La période de publication des résultats financiers peut être éprouvante pour les analystes et investisseurs, qu'il s'agisse de traiter une abondance d'informations. Dans ce contexte, une intelligence artificielle pourrait-elle prendre le relais ? C'est exactement ce que Charles-Henri d'Auvigny, managing partner de Réputation Age, a manigancé. Il a publié une étude sur la fiabilité des IA pour analyser les résultats financiers des sociétés du CAC 40.
En effet, l'intelligence artificielle est en train de devenir un nouveau moyen d'accès à l'information, y compris sur le plan financier. De plus en plus d'utilisateurs s'y réfèrent directement plutôt que d'utiliser de simples moteurs de recherche, s'orientant vers des modèles comme ChatGPT (OpenAI), Gemini (Google) ou Claude (Anthropic) pour obtenir des synthèses. Cela constitue un défi crucial pour les entreprises et les sites d'informations financières. Être mentionné par une AI dans ses réponses est devenu tout aussi crucial que figurer en tête des résultats de recherche Google.
Pour évaluer la fiabilité de ces outils, l'étude a adopté la perspective d'un investisseur individuel. Les chercheurs ont demandé à plusieurs IA de restituer les résultats financiers de 39 sociétés du CAC 40, en s'appuyant sur quatre indicateurs clés : chiffre d'affaires, résultat net, résultat d'exploitation et dette nette, utilisant trois méthodes d'interaction.
"Nous avons constaté une situation déplorable; lorsqu'on interroge les différents modèles, les résultats ne rejoignent pas la réalité : c'est proche de zéro en termes d'exactitude", a déclaré Charles-Henri d'Auvigny sur BFM Business.
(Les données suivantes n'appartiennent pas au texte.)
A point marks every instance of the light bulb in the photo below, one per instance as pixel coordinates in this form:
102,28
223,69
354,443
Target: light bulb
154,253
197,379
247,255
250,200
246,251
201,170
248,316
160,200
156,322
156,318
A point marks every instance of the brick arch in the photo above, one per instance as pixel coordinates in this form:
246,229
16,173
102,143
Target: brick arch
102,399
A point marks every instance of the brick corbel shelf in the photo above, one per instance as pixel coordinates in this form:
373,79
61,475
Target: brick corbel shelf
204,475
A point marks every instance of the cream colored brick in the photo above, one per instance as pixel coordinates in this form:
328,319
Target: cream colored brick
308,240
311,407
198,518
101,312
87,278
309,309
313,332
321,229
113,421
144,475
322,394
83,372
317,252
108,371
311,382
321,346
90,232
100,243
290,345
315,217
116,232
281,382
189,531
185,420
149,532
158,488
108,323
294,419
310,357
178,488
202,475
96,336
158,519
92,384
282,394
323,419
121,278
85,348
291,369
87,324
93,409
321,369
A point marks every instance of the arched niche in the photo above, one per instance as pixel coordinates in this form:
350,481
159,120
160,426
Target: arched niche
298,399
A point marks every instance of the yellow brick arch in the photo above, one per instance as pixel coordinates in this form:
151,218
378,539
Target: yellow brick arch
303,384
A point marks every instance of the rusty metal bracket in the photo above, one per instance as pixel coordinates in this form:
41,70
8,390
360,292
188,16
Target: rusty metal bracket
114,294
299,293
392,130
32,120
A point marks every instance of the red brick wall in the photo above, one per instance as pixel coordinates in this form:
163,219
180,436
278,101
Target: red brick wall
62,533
La première méthode, appelée interrogation directe, est celle qui est généralement adoptée par le grand public. Ici, l'utilisateur pose une question globale - par exemple, un tableau complet des résultats financiers - et l'IA répond en s'appuyant uniquement sur ses connaissances acquises. Cette approche a produit des résultats très faibles. ChatGPT ne fournit aucune réponse correcte, tandis que Gemini et Claude atteignent à peine 13% et 7% de bonnes réponses respectivement.
"Que des erreurs"
"ChatGPT c'était zéro sur zéro, toutes les réponses étaient erronées", indique l'auteur de l'étude.
La deuxième méthode consiste en une série de questions posées progressivement par un agent pilotant l'IA. Bien que cela structure légèrement les réponses, l'IA continue de se baser sur ses connaissances internes, sans vérification extérieure. Les résultats restent donc très faibles, aucun modèle ne dépassant les 15% d'exactitude.
En revanche, la troisième méthode, qui connecte l'IA directement aux sources officielles, a montré une nette amélioration. L'IA collecte, vérifie et structure l'information à partir des données publiques des entreprises. Dans ce cas, la précision a considérablement augmenté, atteignant 80% de réponses correctes pour le modèle Claude par Anthropic. Cela démontre que la fiabilité est intimement liée à l'accès à des sources vérifiables.
"Lorsque nous interrogeons l'IA, il est crucial de ne pas croire tout ce qu'elle dit", rappelle Charles-Henri d'Auvigny. "De plus, elle a tendance à privilégier les sources américaines. Les sites officiels des entreprises ne sont pas toujours considérés comme des références par l'IA."
Au-delà de la précision des chiffres, l'étude souligne un enjeu stratégique majeur pour les entreprises. Les modèles d'IA ne privilégient pas automatiquement les sources officielles et peuvent générer des réponses imprécises ou biaisées, souvent en se basant sur des publications obsolètes. Ainsi, il ne suffit plus de partager des informations fiables : elles doivent également être correctement interprétées par les IA.
Les chercheurs appellent donc à développer une approche nommée "Generative Reputation Optimization" (GRO), visant à adapter la communication des entreprises de manière à améliorer l'accessibilité de leurs données financières auprès des intelligences artificielles.